The U.S.-China trade war could potentially escalate next year, hurting apparel and footwear.

China — to stay or to go? That’s just one question muddling the apparel and footwear supply chain, specifically those in the U.S. having strong sourcing reliance on China — a necessary advancer of global apparel production and trade.

In anticipation of this response and other questions, IDB Bank held a forum Monday night on the U.S. and China trade war, hoping to clarify the consequences of hiked tariffs targeting the apparel and footwear industry. It was moderated by Eddie Hertzman, founder and president of The Sourcing Journal, a sister publication to WWD, and held at the Roosevelt Hotel in Midtown Manhattan.

The panel included Rick Helfenbein, president and chief executive officer of American Apparel and Footwear Association, Harold M. Grunfeld, a resident at his own practice advising clients on customs and international trade law, and Paul Benjamin, chartered financial analyst and former chief investment officer at Alcoa Corp.

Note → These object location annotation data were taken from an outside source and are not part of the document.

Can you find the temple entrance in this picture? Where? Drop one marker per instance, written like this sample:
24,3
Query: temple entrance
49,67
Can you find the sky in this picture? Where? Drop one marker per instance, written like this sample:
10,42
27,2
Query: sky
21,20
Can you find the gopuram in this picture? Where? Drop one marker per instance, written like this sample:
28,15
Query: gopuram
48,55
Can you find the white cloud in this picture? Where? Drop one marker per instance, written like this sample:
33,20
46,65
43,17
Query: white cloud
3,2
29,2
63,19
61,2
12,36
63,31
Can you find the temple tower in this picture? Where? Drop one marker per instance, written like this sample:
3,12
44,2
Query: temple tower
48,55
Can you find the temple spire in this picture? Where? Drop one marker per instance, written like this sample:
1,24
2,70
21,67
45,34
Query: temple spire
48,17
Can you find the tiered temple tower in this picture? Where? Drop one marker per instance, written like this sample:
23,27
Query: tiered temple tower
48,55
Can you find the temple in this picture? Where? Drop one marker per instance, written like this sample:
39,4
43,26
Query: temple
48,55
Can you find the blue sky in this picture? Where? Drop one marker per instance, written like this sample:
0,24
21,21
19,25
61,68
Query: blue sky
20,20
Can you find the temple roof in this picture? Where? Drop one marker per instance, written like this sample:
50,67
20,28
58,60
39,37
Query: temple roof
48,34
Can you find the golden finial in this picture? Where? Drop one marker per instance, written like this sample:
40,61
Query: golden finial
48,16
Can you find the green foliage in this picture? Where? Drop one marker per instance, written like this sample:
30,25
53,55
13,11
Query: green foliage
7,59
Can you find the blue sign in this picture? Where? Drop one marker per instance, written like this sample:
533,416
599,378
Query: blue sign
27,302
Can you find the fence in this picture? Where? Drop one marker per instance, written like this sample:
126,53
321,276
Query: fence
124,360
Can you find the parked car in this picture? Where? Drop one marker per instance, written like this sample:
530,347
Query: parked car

Tracing “promises made” from President Trump’s campaign trail and referencing The New York Times article that quoted Trump, Helfenbein believes it is simple; “the 45th president of the United States wants a 45 percent tariff on China.”

Now, the exact realization of this promise is changing but since then there was the formalization of the third tranche, intended to “fill in the holes” left by earlier mention of the $16 billion tariff, a $50 billion tariff cut down to $36 billion and finally a $200 billion tariff which impacted categories such as hats, handbags and apparel.

Helfenbein says there is reason to believe a “fourth tranche is coming” to the apparel and footwear industry.

Panic from the tranche of tariffs, Grunfeld credits partially to a misclassification of apparel and footwear goods. He advises sourcing agents and decision-makers to fully understand their business and “reduce the value of what [they] bring in.” As to whether prices would increase, Helfenbein believes “when people are scared, they leave. They leave — prices go up.”

The apparel and footwear industry retains flexibility to source labor and raw material elsewhere, but time and competition for new sourcing countries may pose a challenge.

And with China as “the number-one trading partner,” of the U.S. — the effects and China’s retaliation opportunities are still unanswered.

Benjamin cited this trade war, not as a unilateral, but a “multilateral” relationship wherein China and the U.S. are not the only countries affected.